What difficulties in communication do cross-cultural workers face? How can these best be addressed in various settings?

Material Things in the Context of Relationships in the Non-Western World, Especially Africa.

WCIU Journal: Cross-Cultural Communications Topic

September 24, 2018

by Jim Harries

Western thinking, shaped by years of compulsory education dominated by “Western dualism,” is preconditioned to view material reality as superior to spiritual, secondary understandings. Globalized education carries this materialistic approach far beyond the geographical boundaries of European peoples and their descendants’ “homelands” (i.e. North and South America, Australia, and so on). This thinking explains the nature of physical reality following “laws” of chemistry, physics, geography, maths, and to a lesser extent biology, history, physical education, business studies, and so on.

The acceptability of infiltration of these concepts by individuals and communal societies does, however, differ according to levels of receptivity by the peoples concerned. Western societies that operate according to deeply ingrained dualism, acquired over generations of re-affirmation, can produce young people highly attuned to notions of physical materiality. But not all societies are as conducive to such indoctrination. In many parts of Africa, children who are born into and guided by contexts that function without a prominent grasp of physical materiality, who are then taught physical materiality in school using an unfamiliar language, lag in this respect. Despite decades in school, their grasp of physical reality may be of limited functionality.

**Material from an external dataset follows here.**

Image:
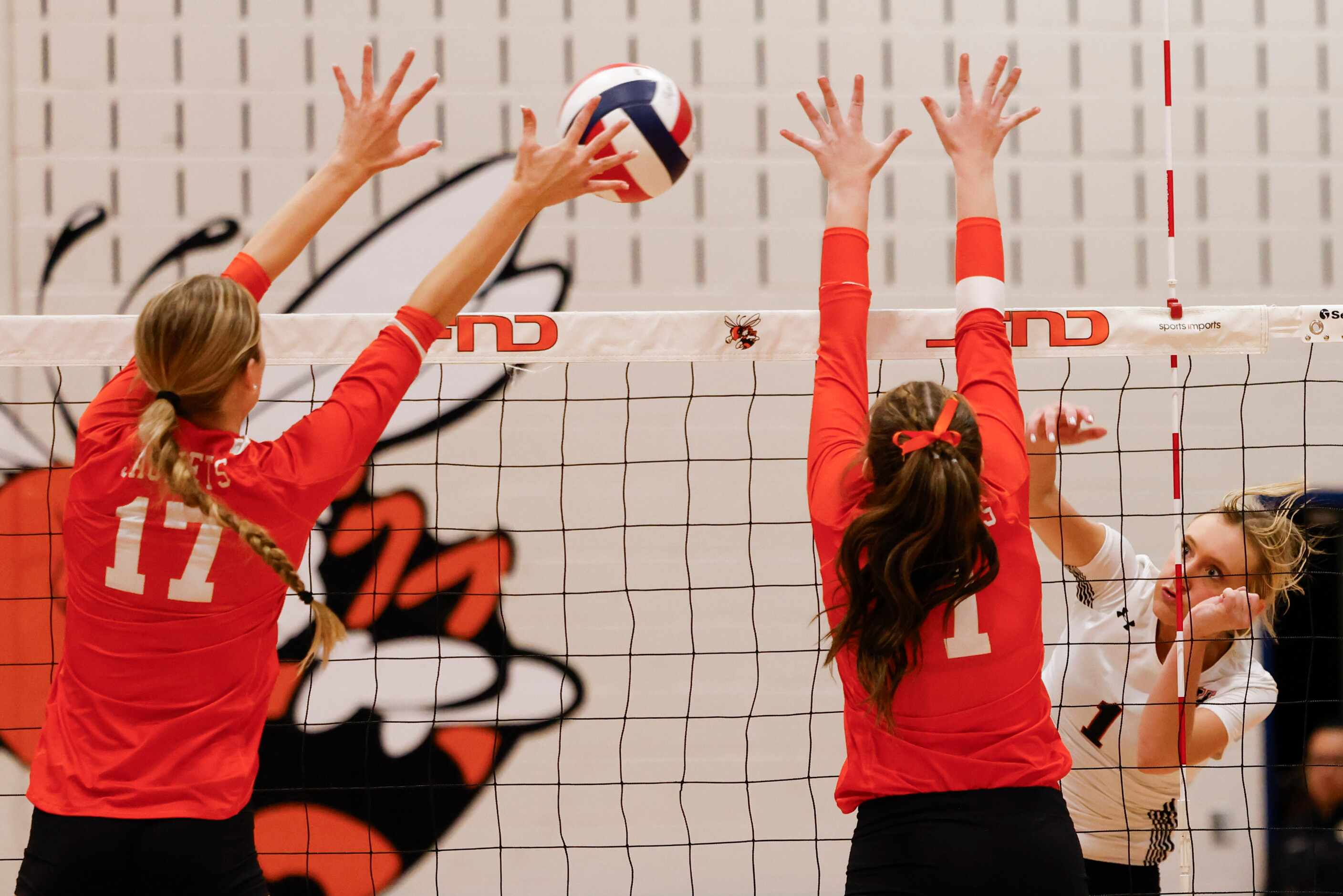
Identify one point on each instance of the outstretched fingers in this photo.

Western readers, targeted by this piece (hence it is in English), may be wondering; what is the alternative to “physical materiality”? To explicate this I want to draw predominantly on the first chapter of John Barclay’s recent treatise on the teachings of Apostle Paul (Barclay 2017, 1-65), which in turn draws overtly on Marcel Mauss (1967), talking about gifts and gift giving. The terminology of “gift” derived from Mauss’ work should not deceive us into thinking that what is being looked at is anything less than the totality of human life (Mauss 1967). Mauss presents a radically extra-modern approach to the nature of reality. His discovery has had enormous impact, and continues to be deeply influential in many circles (https://press.princeton.edu/titles/8038.html).

Mauss recognized that before the advent of “modern” financial accounting systems, traditional societies already had a functional, if in some ways perhaps less “efficient,” system in place. That is the system of interpersonal “gift exchange.” In this system, at least in parts of Africa familiar to this author, everything is processed through people. That is, the consequentiality of everything a person meets with and engages with in life, is perceived as originating either with himself or with other people (Mauss 1967; see also Harries 2007, 244-45). An individual in a traditional society constantly engages with others: absent or present, living, dead, or even not-yet-born, directly, and through things. Those relationships are important, foundational, and are the very stuff of what it is to be human. So-called “material things” are just a part of these interpersonal relationships.

Human concern for one’s standing in relation to others is the primordial factor that motivates much human behavior. In traditional views, the material and physical are a part of relations between people, as well as the medium of exchange in preserving these relationships. My hand shaking yours is not a meeting of two damp warm surfaces, but a profound interpersonal exchange. My voice is not a vibration of waves, but a reaching out of me as person to another. The thunder storm brewing is not composed of electrical forces in the stratosphere, but a shared feeling of awe, wariness, and fear. The flower a man gives his wife is not a thing made of carbon and other elements, but a sign of appreciation emerging from his being. A bed is not a structure made of wood, but a convenient base for repose on which to meet one’s beloved, or lie dreaming. Dreaming of what?—other people and related things.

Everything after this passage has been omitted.